Booman, I attended the DC celebrity funniest comedy contest tonight. Total Wankfest, especially when the celebs are pols, activitsts, or media members. The event was for a good cause and my GOP buddy scored me a free ticket.
Huckabee won and he was really funny. The Huckster had a great lines about Palin and Romney. “Romney had more positions on the issues than underage women Chinese gymnists.”
The runner up, a Politico video blogger, James Kotecki stole the show with a hysterical rap, making fun of all politicians and himself. He should have won. He kept ripping on David Shuster because he was replacing him in the contest. Bob Barr was rolling 5 deep in his entourage too and I could not stop laughing about it. Barr had some OK lines. Riz Khan from al Jazeerah cracked me up too. I almost went up to CNN’s Pentagon correspondent Jamie McIntye to ask him about the Propaganda program and the killings of innocent people in Afghanistan. I did not have the energy or enough booze in me.
David Broder needs to retire, quit and just go away.
Here is more info on the event.
http://dcist.com/2008/09/09/huckabee_barr_to_compete_for_title.php
http://www.funniestcelebrity.org/2008event.htm
I saw McCain was on TeleMundo crying about negativity in the campaign. This from the man that used Paris Hilton and Britney Spears in his campaign commercials. What an ass clown. I’ve got your negative right here, you self-serving neanderthal. Lets hold McCain to the same standard as O’bama. I’d like to see some O’bama ads with McCain and images of the motorcycle gang the Sons of Silence. The potential assassins in StevenD’s diary. At least it would be truthful since McCain offered up his wife to these meth addicted losers in his Sturgis appearance.
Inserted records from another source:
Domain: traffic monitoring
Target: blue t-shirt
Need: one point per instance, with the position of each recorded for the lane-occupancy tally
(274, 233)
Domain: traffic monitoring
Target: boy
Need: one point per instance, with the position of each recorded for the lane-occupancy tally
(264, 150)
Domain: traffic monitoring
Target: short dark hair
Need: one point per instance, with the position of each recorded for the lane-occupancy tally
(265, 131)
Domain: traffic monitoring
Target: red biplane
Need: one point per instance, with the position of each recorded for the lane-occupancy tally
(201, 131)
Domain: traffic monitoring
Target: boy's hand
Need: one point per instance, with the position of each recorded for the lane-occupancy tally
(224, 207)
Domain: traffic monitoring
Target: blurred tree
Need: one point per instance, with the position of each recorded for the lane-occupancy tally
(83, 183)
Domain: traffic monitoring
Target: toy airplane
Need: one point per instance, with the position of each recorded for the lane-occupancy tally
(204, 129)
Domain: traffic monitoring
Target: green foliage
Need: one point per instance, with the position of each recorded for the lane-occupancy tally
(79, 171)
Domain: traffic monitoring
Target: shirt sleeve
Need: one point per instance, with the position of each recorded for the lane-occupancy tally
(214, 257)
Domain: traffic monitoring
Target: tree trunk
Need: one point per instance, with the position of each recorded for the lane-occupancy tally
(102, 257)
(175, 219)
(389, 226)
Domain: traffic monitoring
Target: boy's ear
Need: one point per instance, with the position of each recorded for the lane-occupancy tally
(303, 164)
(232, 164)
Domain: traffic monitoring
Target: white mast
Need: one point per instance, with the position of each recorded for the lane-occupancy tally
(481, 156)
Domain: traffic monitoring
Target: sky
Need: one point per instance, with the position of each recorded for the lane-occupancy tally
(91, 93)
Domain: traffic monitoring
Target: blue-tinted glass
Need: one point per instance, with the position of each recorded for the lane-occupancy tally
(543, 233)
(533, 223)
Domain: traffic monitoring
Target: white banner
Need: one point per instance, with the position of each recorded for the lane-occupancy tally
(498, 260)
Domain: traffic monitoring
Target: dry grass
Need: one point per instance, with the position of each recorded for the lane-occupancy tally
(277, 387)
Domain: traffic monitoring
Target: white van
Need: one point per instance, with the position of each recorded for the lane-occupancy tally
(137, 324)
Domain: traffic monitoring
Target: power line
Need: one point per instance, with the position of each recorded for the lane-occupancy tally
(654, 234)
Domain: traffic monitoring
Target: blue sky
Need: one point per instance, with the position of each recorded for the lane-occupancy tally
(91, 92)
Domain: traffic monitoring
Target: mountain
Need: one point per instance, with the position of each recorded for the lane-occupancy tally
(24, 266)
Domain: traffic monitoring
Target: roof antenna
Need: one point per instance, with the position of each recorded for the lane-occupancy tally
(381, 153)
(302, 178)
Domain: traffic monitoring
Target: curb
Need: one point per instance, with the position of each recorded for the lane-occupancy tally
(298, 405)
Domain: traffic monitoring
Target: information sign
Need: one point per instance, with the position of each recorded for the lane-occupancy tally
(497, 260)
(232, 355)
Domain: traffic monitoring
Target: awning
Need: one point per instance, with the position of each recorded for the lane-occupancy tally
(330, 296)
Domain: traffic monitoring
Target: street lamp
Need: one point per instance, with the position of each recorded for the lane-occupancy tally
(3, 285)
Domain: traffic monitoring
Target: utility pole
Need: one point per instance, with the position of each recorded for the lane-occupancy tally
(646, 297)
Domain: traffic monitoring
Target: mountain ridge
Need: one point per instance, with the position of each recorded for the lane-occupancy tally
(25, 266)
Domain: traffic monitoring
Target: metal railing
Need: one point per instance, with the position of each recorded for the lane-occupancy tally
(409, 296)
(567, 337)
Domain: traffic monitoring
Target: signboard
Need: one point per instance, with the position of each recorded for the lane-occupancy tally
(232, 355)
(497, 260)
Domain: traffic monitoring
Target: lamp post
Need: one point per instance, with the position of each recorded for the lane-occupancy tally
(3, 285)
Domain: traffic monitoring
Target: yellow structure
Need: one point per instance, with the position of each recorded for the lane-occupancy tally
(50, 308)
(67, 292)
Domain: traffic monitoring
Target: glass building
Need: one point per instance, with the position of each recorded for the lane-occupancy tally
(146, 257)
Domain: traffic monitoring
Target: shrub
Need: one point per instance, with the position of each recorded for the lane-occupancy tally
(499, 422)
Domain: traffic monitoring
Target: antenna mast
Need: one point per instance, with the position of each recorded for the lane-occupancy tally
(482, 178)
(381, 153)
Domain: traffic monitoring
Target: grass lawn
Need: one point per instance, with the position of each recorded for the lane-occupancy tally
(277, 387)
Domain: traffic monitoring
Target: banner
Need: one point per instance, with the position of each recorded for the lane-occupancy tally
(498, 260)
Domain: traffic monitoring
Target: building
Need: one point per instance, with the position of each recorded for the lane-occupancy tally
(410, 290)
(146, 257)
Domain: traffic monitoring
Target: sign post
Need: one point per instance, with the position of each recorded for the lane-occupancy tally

When blackbirds test the reality of a field with their sweet questionings, I wonder if they have to deal with problems of wanking and chafing. If not, chalk one up for them.
Today is Broder’s birthday. He’s 79.
Maybe it’s death that drives him. Broder probably doesn’t want to leave any enemies behind. Except the Left. But we don’t count.
Not if wanking is your vocation, I guess.
On a more positive note, I noticed that the WaPo editorial page today managed to abandon its standard “a pox on both your houses” format…. Wow. You know a republican has gone off the deep end when they lose Fred Hiatt. Although I assume it will be temporary…and they still insist that McCain is “a serious man running an unserious campaign.” They still can’t give up on the idea the McCain is “really” a saint.
p.s. Speaking of “wankers”, I thought that Joe Klein’s take on the Sarah Palin phenomenon (in Time) is actually right on the money. Perhaps he has given up wanking in his old age.
As Ernest Borgnine and I can confirm, wanking does chafe. However, we don’t do it in public and we don’t show everyone the rash.